A summary of the Lord’s ministry John 12: 44-50
Someone in a seminary class once asked the professor, “How many points should a message have?” And he wisely said, “At least one.” And I hope to fulfill the dreams of all my professors this morning because there’s nothing worse than a pointless message.
A couple of weeks ago I said that Jesus had just finished speaking to all the unsaved people in John chapter 12 and the final point of His message was in verses 35 and 36 where He said, “Yet a little while is the light with you. Walk while ye have the light, lest darkness come upon you: for he that walketh in darkness knoweth not whither he goeth.
While ye have the light, believe in the light, that ye may be the children of light.” And here Jesus was letting these people know that the time had come for them to make a decision. And they had to decide, were they going to identify Him and be treated as He would be but in the end reap all the rewards that awaited the faithful or were they going to line up on the other side and be participants in the crucifixion.
And then last week we looked the prophecy from Isaiah and saw a couple of different theological viewpoints and these were the Calvinists and Armenian concepts and we saw that there are some believers who actually think that these Jews had no choice. Personally, I think that’s absurd because if they had no choice in whether or not they would sin then God would have to assume some of the blame for their actions. And we all know how absurd that is because they sinned and they knew they were sinning. What they didn’t know was the end result of their actions and I’m not talking about Jesus death but their own eternal punishment.
Now, when He was talking about this crowd Jesus used a unique phrase when He said, ‘He that walks in darkness doesn’t know where he’s going.’ It’s like He’s saying that these people are headed in the wrong direction and they don’t even know where they’re going. And we see that today because non-Christians talk about the afterlife like it’s going to be something that’s organized around their wants and desires.
I’ve heard unsaved people describing heaven like it’s going to be one big party they’re all looking forward to, where all their friends and family will be gathered together enjoying themselves for all of eternity. And there are others who have portrayed heaven like it’s going to be a big rock festival with all the great musicians of the ages jamming together. You know people like Mick Jagger, Jimmy Hendricks, Beethoven and all the rest. And there are others who see heaven as a field of flowers with classical music playing in the background and a few have even pictured heaven as a place of total immorality. And their heaven doesn’t have Jesus, angels, the holy city or anything else the Bible describes. You see, their concept of heaven is simply a reflection of their sinful desires.
And that’s why Jesus says, “He that walks in darkness doesn’t know where he’s going.” So, the question is, where is he going? Simply put, he’s going to hell.

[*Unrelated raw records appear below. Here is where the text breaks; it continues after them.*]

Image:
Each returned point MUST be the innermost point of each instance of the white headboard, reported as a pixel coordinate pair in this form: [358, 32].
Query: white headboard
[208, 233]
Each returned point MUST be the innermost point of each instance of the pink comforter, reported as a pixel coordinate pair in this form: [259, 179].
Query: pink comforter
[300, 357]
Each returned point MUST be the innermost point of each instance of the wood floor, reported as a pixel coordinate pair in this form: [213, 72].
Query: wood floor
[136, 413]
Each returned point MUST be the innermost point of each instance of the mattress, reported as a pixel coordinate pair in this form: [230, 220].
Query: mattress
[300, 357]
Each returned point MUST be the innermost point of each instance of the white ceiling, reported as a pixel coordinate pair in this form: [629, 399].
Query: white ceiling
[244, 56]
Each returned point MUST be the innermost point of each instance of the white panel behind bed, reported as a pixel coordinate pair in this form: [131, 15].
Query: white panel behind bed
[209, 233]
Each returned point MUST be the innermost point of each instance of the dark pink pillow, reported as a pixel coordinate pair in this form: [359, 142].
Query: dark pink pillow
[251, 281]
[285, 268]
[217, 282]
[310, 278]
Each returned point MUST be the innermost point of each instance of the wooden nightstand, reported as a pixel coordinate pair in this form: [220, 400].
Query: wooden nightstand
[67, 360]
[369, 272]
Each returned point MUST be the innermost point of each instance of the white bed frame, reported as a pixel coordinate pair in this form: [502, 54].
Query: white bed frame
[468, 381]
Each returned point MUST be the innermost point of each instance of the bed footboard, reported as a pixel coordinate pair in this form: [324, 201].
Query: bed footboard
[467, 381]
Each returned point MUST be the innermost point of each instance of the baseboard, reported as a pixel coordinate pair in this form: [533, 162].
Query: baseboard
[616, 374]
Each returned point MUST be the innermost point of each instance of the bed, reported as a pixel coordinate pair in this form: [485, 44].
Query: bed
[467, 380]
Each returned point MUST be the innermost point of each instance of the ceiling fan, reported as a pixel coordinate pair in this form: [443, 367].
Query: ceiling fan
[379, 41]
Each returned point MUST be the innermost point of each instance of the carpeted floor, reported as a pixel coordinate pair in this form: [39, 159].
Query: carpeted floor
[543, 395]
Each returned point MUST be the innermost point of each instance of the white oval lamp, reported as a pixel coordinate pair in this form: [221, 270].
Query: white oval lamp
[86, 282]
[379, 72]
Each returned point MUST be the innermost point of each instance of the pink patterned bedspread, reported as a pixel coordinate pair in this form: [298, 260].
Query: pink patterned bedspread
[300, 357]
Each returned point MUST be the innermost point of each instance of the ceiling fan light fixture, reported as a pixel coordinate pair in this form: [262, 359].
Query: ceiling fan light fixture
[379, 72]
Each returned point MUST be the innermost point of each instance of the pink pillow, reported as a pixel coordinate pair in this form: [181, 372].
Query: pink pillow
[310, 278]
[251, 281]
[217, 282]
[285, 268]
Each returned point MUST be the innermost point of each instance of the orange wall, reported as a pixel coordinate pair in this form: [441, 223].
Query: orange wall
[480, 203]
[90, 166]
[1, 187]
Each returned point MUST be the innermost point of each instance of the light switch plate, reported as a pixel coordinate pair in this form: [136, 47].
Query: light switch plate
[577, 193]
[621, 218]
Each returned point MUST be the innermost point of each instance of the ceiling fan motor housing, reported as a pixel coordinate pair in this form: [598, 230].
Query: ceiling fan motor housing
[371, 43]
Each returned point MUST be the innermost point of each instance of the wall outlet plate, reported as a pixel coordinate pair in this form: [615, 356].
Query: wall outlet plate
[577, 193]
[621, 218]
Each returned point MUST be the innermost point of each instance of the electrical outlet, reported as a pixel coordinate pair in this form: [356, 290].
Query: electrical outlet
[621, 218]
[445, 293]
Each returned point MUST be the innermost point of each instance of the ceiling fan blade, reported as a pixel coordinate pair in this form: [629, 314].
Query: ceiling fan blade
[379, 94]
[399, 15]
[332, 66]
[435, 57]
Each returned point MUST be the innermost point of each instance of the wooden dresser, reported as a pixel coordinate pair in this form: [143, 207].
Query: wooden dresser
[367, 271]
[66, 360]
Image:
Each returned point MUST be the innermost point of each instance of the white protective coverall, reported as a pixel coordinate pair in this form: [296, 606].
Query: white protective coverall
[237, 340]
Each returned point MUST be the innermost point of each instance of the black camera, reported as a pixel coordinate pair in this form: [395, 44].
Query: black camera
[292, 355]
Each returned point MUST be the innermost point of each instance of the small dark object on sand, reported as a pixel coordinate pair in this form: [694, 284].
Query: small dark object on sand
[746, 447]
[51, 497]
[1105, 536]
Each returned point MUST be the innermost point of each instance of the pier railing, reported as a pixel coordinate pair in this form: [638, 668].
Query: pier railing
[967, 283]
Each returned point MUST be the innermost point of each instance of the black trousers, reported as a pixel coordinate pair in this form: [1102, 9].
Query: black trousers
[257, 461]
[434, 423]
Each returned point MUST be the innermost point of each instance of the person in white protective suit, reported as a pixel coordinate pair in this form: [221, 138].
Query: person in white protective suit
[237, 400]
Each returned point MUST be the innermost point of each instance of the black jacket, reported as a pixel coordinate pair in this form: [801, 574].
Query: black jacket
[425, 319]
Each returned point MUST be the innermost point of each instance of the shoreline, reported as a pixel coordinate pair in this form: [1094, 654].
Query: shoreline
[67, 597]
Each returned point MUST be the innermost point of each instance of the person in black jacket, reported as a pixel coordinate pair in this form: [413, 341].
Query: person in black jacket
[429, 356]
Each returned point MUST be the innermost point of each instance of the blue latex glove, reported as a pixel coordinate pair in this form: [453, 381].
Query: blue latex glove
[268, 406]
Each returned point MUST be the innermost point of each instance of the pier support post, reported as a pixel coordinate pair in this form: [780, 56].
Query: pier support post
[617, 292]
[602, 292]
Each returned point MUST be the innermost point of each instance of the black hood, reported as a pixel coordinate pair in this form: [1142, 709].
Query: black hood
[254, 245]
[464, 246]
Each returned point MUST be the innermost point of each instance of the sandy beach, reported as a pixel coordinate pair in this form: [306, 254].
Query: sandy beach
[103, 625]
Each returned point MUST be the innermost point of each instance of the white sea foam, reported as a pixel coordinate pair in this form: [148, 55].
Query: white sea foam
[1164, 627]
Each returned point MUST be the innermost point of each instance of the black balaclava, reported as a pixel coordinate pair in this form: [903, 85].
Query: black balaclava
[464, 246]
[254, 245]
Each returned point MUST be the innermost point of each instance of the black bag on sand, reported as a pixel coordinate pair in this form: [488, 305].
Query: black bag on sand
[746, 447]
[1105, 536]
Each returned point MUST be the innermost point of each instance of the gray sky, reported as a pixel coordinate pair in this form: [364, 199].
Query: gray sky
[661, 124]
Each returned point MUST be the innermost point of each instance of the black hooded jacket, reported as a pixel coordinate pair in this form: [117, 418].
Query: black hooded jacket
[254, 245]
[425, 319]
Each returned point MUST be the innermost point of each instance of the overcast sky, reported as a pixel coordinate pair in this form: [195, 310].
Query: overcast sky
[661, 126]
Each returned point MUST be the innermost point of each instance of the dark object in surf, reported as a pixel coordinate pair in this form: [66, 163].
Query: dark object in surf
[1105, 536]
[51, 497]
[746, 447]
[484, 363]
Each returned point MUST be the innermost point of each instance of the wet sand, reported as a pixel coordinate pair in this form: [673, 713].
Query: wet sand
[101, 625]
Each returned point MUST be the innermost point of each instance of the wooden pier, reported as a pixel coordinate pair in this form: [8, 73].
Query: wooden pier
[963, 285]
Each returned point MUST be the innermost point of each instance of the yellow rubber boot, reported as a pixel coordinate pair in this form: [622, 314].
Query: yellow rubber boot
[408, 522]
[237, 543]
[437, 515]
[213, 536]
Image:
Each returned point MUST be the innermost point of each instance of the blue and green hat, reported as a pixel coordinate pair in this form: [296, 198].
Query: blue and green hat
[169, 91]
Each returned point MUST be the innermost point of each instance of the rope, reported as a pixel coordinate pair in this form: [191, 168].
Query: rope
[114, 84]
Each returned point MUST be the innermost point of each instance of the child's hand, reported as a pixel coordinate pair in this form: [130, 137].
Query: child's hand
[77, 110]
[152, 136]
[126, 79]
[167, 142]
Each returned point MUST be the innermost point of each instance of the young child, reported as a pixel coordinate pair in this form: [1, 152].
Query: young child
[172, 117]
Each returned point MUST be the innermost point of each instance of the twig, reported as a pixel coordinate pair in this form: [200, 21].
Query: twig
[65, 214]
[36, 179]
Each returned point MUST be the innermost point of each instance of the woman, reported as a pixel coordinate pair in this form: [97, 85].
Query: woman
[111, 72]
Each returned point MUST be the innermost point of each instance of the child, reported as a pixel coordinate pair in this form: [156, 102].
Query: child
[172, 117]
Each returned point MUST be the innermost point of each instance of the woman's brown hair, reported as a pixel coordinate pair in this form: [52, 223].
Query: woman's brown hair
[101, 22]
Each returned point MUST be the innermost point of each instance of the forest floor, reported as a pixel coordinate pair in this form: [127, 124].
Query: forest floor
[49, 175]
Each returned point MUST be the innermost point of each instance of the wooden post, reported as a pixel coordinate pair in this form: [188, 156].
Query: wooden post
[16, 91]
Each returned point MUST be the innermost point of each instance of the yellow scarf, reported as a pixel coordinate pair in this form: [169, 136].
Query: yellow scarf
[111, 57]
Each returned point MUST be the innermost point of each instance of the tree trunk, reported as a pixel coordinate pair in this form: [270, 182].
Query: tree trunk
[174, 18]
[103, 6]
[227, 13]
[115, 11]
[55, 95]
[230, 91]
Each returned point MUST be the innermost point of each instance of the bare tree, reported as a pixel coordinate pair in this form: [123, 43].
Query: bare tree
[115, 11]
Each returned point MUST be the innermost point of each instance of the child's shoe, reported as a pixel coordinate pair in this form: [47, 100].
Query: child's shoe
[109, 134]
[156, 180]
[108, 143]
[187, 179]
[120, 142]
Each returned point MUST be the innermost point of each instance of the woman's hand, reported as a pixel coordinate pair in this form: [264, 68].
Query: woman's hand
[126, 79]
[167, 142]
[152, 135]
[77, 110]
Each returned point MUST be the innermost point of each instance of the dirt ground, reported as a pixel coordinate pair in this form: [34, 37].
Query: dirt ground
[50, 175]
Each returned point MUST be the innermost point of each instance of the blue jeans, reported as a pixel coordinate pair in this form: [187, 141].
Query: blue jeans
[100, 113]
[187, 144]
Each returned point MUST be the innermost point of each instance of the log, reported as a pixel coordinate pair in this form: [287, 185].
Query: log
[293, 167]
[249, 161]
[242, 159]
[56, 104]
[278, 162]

And Mark 9 describes hell as a place, “Where the worm dieth not and the fire is not quenched.” And this is a picture of a stinking, smoldering garbage dump and then Luke 16 also tells us it’s a place of eternal suffering where we see the story of the rich man crying out for a drop of water to be placed on his tongue and then burdened for his family because they’re all headed for the same place.
And then we’re going to see Jesus spend the next four chapters with His disciples both teaching them and preparing them for what was about to happen and by this I mean His arrest, torture, crucifixion, death and resurrection as well as their subsequent ministries. And yet, here we find Jesus speaking one more time and we wonder, what’s going on? I thought He was finished with this crowd.
And to understand this passage you have to go right back to the purpose John has in writing. Remember, he’s writing this book somewhere around the close of the first century and most if not all of the other disciples are dead. And no doubt John has copies of the gospels of Matthew, Mark and Luke and he wants to share not only what they left out but he wants to do so in such a way that his message would be acceptable and understandable to both the Jews and gentiles alike.
And so we say Matthew was a Jew writing to the Jews, Mark was writing to the Romans, Luke wrote to all the gentiles in general and John was written to everyone. So, remember this book wasn’t written to a specific group and neither was it meant to give an entire account of Jesus life and ministry but John is using just eight different miracles and interspersing specific teachings and claims that Jesus made to show his audience that Jesus was the Christ, the Son of God.